Dans notre monde ultra-consumériste, on nous vend à longueur de journée l’illusion de la gratuité. Un clic, un téléchargement, un service en ligne « sans frais »… On sourit en pensant avoir fait l’affaire du siècle. Mais la sagesse populaire, elle, ne se laisse pas berner : « Il n’y a pas de repas gratuit. » Derrière chaque mirage de la gratuité se cache toujours une contrepartie, souvent payée en silence.
Quand un service ne coûte rien à votre porte-monnaie, c’est généralement que c’est vous, ou votre attention, qui êtes le produit. La gratuité totale désarçonne, elle nous pousse à consommer sans compter, à jeter sans regret ce qui n’a pas exigé d’effort pour être acquis.

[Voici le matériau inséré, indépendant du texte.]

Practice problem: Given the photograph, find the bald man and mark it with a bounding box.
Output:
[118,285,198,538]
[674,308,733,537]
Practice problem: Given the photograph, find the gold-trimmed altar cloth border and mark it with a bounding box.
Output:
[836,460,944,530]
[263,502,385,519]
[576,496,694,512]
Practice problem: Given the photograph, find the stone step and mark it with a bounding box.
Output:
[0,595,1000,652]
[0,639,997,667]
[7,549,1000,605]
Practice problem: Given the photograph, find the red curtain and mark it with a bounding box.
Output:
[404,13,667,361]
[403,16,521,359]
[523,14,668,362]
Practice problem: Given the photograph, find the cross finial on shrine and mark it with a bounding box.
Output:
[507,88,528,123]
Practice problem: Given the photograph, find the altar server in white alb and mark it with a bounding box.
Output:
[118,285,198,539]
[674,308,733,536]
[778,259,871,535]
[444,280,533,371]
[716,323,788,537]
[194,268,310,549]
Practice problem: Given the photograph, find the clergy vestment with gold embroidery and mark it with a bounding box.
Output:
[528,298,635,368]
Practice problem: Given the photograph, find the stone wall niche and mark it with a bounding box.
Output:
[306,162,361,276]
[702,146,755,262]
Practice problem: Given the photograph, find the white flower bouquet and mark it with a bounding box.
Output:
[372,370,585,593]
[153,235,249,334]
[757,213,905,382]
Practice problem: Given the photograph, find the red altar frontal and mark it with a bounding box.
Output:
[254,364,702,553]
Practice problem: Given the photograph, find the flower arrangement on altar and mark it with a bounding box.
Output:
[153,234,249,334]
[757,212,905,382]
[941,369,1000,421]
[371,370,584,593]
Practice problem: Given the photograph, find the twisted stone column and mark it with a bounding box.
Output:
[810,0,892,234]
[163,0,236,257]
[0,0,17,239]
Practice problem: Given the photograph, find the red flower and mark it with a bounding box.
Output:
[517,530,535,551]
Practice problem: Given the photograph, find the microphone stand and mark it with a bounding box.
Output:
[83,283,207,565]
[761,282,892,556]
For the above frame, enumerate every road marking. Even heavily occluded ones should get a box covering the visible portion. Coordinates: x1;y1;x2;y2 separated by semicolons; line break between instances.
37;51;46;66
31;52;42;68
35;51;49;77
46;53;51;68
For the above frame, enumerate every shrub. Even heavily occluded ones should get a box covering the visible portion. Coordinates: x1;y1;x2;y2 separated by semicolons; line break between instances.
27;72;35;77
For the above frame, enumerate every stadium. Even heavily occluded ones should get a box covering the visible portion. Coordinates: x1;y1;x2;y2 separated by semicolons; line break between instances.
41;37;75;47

Or, ce qui n’a pas de prix tangible finit bien souvent par perdre toute valeur à nos yeux. Comme le rappelle si bien l’adage : « Ce qu’on acquiert sans peine, on le perd sans regret. »
Alors, sachons apprécier la véritable valeur des choses, qu’elles soient matérielles ou humaines. Le temps d’un proche, un sourire partagé, un savoir transmis ou un engagement sincère ne s’achètent pas au marché ; ils demandent de l’authentique, de la sueur et du cœur. Car au bout du compte, comme le conclut ce vieux précepte : « Le bon marché coûte cher. » Cessons de courir après l’illusoire gratuité et apprenons à chérir ce qui nous demande de nous investir, car c’est là que réside la vraie richesse.